J’ai assez abondamment disserté sur ma proposition de réduction de la fiscalité départementale sur l’électricité ici ou sur les réseaux sociaux. Néanmoins, ce ne fut pas la seule question abordée lors de la session de la semaine dernière. Agriculture, services publics et tarification des établissements médico-sociaux appelèrent également des débats contradictoires au sein de l’assemblée départementale. Tout cela, ne l’oublions pas, dans un contexte de réduction des dépenses de fonctionnement due au pacte, que j’ai déjà évoqué, par lequel le gouvernement impose au Département de ne pas accroître ses dépenses de plus de 1,2 %.
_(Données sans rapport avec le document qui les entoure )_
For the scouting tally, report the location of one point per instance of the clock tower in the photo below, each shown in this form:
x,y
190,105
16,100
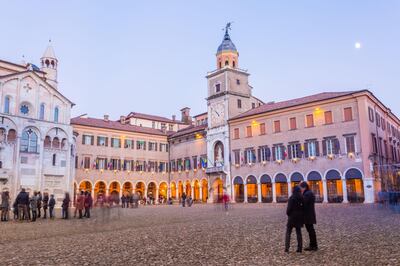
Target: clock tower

Curieusement, cette austérité obligatoire a conduit la majorité à une doctrine de la « trajectoire plane » pour ses choix budgétaires. Trajectoire plane, cela veut dire que les dépenses en 2019 devront rester identiques à celles réalisées en 2017 chaque fois que leur évolution ne dépend que des décisions du conseil départemental. Ainsi, tout en trouvant scandaleuse la limite imposée par l’État (+1,2 % maximum), le Département contraint ses partenaires à se débrouiller avec +0 % de dépenses tandis que l’inflation repart à la hausse. Il est probable que les services rendus, eux, diminueront. C’est à craindre notamment dans les établissements d’hébergement pour personnes âgées dépendantes (les EHPAD).
Selon Pauline Martin, Vice-Présidente en charge des finances, forcer une « trajectoire plane » pour tous, c’est la condition pour ne pas avoir à supprimer certaines dépenses en faisant des choix entre les différentes actions. Or, c’est justement ce que je conteste, par exemple lorsque je propose de cesser toute intervention dans le domaine de l’agriculture dans la mesure où il s’agit d’une compétence facultative du Département et qu’il n’y applique aucune orientation politique d’intérêt public.